Affairs often cause divorce. I repeatedly see couples struggling with the tragic impact of infidelity. Most couples want desperately to save their marriages, and most adulterers feel remorseful for how they behaved. An affair is not necessarily a deal breaker, but its aftermath is difficult to navigate toward the goal of repair.
Believe it or not, some affairs are not consummated in a physical sense. As a counselor, I frequently hear comments from the straying partner such as, “I didn’t have any physical contact with the other person.” In the straying partner’s mind, he or she did not have an affair. What do you think?
Marriage educator Cathy Meyer has written an enlightening article, “What Is the Difference between an Emotional Affair and a Physical Affair?” She says that infidelity includes merely feeling it or thinking it, emotions which of course are fairly easy to take to the next level, considering our daily use of phones and email. According to Meyer, you’re a cheat if you’re having “intimate correspondence with someone while on a cell phone, meeting someone over the Internet, and maintaining a close, personal relationship with someone other than your spouse.”

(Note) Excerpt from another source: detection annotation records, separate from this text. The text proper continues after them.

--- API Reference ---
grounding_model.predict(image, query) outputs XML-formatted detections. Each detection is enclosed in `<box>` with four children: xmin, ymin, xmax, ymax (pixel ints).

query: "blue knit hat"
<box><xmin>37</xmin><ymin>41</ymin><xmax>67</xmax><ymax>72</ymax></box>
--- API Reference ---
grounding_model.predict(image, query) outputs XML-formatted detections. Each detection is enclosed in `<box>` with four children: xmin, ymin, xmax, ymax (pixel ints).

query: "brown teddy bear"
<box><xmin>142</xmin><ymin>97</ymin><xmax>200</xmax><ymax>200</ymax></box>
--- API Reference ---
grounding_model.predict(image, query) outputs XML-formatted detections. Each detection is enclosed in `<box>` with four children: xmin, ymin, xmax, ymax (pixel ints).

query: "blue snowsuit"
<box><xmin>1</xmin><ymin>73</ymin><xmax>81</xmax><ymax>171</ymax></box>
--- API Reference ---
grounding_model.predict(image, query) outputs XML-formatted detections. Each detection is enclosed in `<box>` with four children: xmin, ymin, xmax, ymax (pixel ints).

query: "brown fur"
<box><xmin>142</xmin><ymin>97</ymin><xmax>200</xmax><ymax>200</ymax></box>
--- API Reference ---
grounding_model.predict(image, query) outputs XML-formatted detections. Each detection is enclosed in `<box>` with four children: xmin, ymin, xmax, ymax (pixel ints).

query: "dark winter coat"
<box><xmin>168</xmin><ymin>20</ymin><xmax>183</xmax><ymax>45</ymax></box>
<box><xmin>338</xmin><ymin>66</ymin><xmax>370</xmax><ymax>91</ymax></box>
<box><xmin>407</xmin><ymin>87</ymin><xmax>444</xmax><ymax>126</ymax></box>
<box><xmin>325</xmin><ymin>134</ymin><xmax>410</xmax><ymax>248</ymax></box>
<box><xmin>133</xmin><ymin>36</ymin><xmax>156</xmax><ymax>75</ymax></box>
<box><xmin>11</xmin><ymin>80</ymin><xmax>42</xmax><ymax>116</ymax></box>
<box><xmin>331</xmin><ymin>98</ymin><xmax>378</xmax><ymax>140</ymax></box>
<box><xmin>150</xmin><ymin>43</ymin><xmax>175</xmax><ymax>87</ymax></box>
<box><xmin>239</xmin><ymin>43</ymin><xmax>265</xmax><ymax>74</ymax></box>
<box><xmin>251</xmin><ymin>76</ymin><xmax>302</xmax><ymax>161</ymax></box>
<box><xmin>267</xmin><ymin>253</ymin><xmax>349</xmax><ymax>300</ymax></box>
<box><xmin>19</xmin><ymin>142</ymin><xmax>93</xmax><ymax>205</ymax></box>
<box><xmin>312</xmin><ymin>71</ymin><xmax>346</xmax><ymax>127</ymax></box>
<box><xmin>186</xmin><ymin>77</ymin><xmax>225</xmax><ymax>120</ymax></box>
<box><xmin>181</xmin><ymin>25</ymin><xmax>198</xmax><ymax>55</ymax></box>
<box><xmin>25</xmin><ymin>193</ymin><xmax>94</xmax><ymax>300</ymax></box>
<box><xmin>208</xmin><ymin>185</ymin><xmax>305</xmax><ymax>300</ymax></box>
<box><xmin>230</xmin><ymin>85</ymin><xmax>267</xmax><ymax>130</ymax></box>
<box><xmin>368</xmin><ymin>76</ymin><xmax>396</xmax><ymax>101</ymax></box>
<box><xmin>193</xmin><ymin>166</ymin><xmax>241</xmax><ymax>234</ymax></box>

The straying spouse who claims there wasn’t really an affair stands on the ground that he or she did not engage in a physical act. The logic is that because there has been not physical contact, the behavior cannot be construed as cheating. So how does this logic make the offended spouse feel any less slighted? Eventually, there will be resentment and bitterness.
To the wronged spouse, an emotional affair is not too much different from a physical affair. True, there’s been no actual physical contact. There’s been no touching, kissing, or sexual intercourse. But what about all the time the partner has spent on talking, texting, emailing, or having coffee with someone else? As one gets more and more acquainted with the other person, the communication gets more personal. They share daily activities, stresses, joys, and before you know it, they are sharing each other’s lives and have a sizeable emotional investment in the relationship.
The time spent is not on the spouse, but on the new person. This type of engagement is dangerous, and it is a threat to the emotional bond of the couple. Half of such relationships grow into sexual affairs. Even emotional affairs can lead to divorce, when the slighted spouse feels neglected, betrayed, and unwanted.
In the movie Fireproof, the husband has many outside interests, taking his attention away from his spouse. They call outside attractions “parasites.” Now I am not saying that outside interests and hobbies are unhealthy. What I am saying is, look at the reason time is being spent elsewhere. Examine the many hours taken away from the primary relationship. Why is one person straying? What is going on at home that is allowing an emotional affair to develop outside the marriage?
Perhaps a fantasy is being met online that cannot be had at home. Or maybe the home situation is volatile or just plain old boring, and the straying spouse is seeking escape. It could be that the straying person has an addiction to the excitement of being with someone new, or is seeking additional attention. I do not think such emotional affairs develop in a vacuum, and I would bet that there is a root cause. With an emotional affair in place there is less incentive to try and fix the underlying problems in the primary relationship. Don’t let this happen to you. Make time to sit down and have a serious discussion about the cause. For things to change, both people in the relationship must want to change and be honest with each other about their needs. The longer the situation progresses without addressing it, the deeper the couple will drift into instability.